U.S. targeteers had always looked hard at the use of incendiaries against Japanese cities. Devastating fires like those which had followed the 1923 Kanto earthquake in Yokohama had shown how vulnerable the largely wooden Japanese cities were to fire. Incendiaries would also reduce the need for pinpoint target intelligence, since fires could devastate large areas.
By early March 1945, it was clear that the U.S. daylight precision bombing campaign was ineffective. Major General Curtis LeMay, commander of the bombers of the XX Air Force, decided to send his entire force of B-29s at night, at much lower altitudes and carrying almost no defensive ammunition, against Tokyo. The result was the holocaust discussed above. By the time Japan surrendered in August 1945, the bombers had attacked all but three of Japan’s major cities and towns. They had killed as many as three hundred and thirty thousand people (not including those lost to the atomic bombs).
Forcing Surrender
Why did the Allies bomb Japan at all? By the time the firebombing started, Japan’s industry was already moribund, largely thanks to the American submarine campaign. Foodstocks in the home islands had never been robust, even before the war; by 1945, some parts of the civilian population were already nearly starving. It seemed to some in the West that surrender must be just a matter of time.
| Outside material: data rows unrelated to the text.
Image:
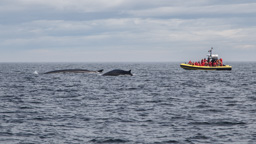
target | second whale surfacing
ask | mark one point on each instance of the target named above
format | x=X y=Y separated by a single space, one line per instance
x=118 y=72
x=74 y=71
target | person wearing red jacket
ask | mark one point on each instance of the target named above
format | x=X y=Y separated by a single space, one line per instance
x=214 y=63
x=210 y=63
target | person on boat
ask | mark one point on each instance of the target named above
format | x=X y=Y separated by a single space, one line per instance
x=214 y=63
x=221 y=62
x=210 y=63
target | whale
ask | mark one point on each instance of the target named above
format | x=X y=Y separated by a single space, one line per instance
x=73 y=71
x=118 y=72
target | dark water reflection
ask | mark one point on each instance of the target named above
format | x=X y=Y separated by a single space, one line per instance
x=161 y=103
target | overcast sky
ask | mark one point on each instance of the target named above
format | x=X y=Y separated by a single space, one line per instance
x=126 y=30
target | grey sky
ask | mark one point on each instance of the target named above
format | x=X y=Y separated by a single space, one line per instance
x=126 y=30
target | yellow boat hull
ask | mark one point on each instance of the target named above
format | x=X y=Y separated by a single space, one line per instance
x=194 y=67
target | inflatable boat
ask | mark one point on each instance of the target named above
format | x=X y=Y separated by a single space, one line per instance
x=194 y=67
x=212 y=63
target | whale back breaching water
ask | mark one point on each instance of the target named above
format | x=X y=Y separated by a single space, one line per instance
x=74 y=71
x=118 y=72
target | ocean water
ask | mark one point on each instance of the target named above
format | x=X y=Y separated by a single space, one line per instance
x=161 y=103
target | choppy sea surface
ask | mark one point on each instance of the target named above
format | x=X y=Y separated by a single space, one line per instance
x=161 y=103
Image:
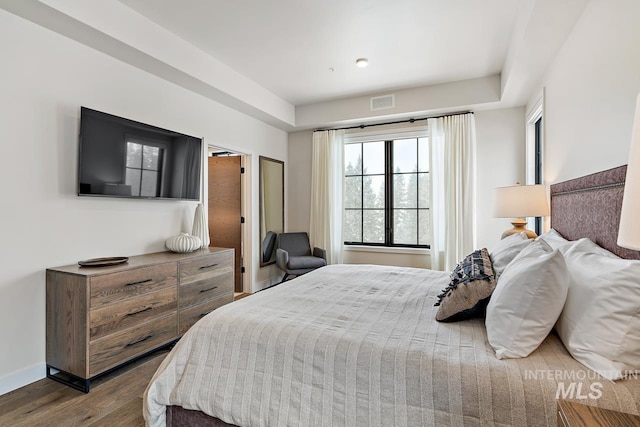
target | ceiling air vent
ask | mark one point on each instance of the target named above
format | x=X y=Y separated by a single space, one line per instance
x=383 y=102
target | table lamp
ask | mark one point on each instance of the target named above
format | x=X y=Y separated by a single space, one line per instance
x=520 y=201
x=629 y=230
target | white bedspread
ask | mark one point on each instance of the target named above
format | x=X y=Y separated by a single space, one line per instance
x=354 y=345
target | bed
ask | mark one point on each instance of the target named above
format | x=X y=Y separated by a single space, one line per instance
x=359 y=346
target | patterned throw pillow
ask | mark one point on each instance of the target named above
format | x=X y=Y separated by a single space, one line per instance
x=472 y=283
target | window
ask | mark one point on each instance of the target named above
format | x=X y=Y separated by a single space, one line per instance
x=143 y=168
x=537 y=159
x=386 y=196
x=534 y=153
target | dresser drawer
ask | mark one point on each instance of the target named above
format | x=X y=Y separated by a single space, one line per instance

By late 1944, though, it was becoming increasingly clear that Japan was unlikely to surrender without the application of additional force. Even in August 1945, after the Japanese emperor had intervened personally to force a surrender, some army officers and units attempted to block the surrender announcement. The Allies could have invaded the home islands, but the bloody and slow campaign to get close enough to Japan to launch an invasion had shown that an amphibious attack on the homeland itself would come at a horrendous cost to the invaders. It would have been unthinkable (and politically suicidal) for an American president to sacrifice American and Allied lives in an invasion that might have been precluded by aerial bombing at a much lower cost to the U.S. Meanwhile, more and more Allied prisoners of war and native populations in countries occupied by Japan (especially China) were dying each month the Japanese held out.
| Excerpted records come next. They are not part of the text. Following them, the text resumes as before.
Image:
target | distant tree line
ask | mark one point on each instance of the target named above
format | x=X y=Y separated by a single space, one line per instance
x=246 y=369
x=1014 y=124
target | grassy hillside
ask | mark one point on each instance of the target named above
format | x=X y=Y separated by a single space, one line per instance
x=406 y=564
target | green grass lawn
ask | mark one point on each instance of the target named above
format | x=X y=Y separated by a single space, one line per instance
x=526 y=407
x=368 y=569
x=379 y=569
By the spring of 1945, Allied military and political leaders were willing to consider almost any means to raise the pressure on the Japanese and force a surrender, despite the cost to Japanese civilians. From LeMay’s point of view, the switch to incendiaries was simply a way to bomb more effectively. The U.S. Army Air Forces also had their own reasons to try to force a Japanese surrender without a ground invasion. Air Force leaders had sought for decades to become a service independent of the Army and the Navy. The greater the role the air forces could play in victory, the more compelling the rationale would be for a separate air force.
Did firebombing help to end the war more quickly, even though it caused devastating losses of civilian life? While scholars remain divided, many have concluded that the firebombing, coupled with the dropping of the atomic bombs, the Soviet declaration of war against Japan, the effects of the blockade, and possibly the prospect of a conventional invasion, combined to tip the balance of Japanese government decision-making in favor of surrender—barely.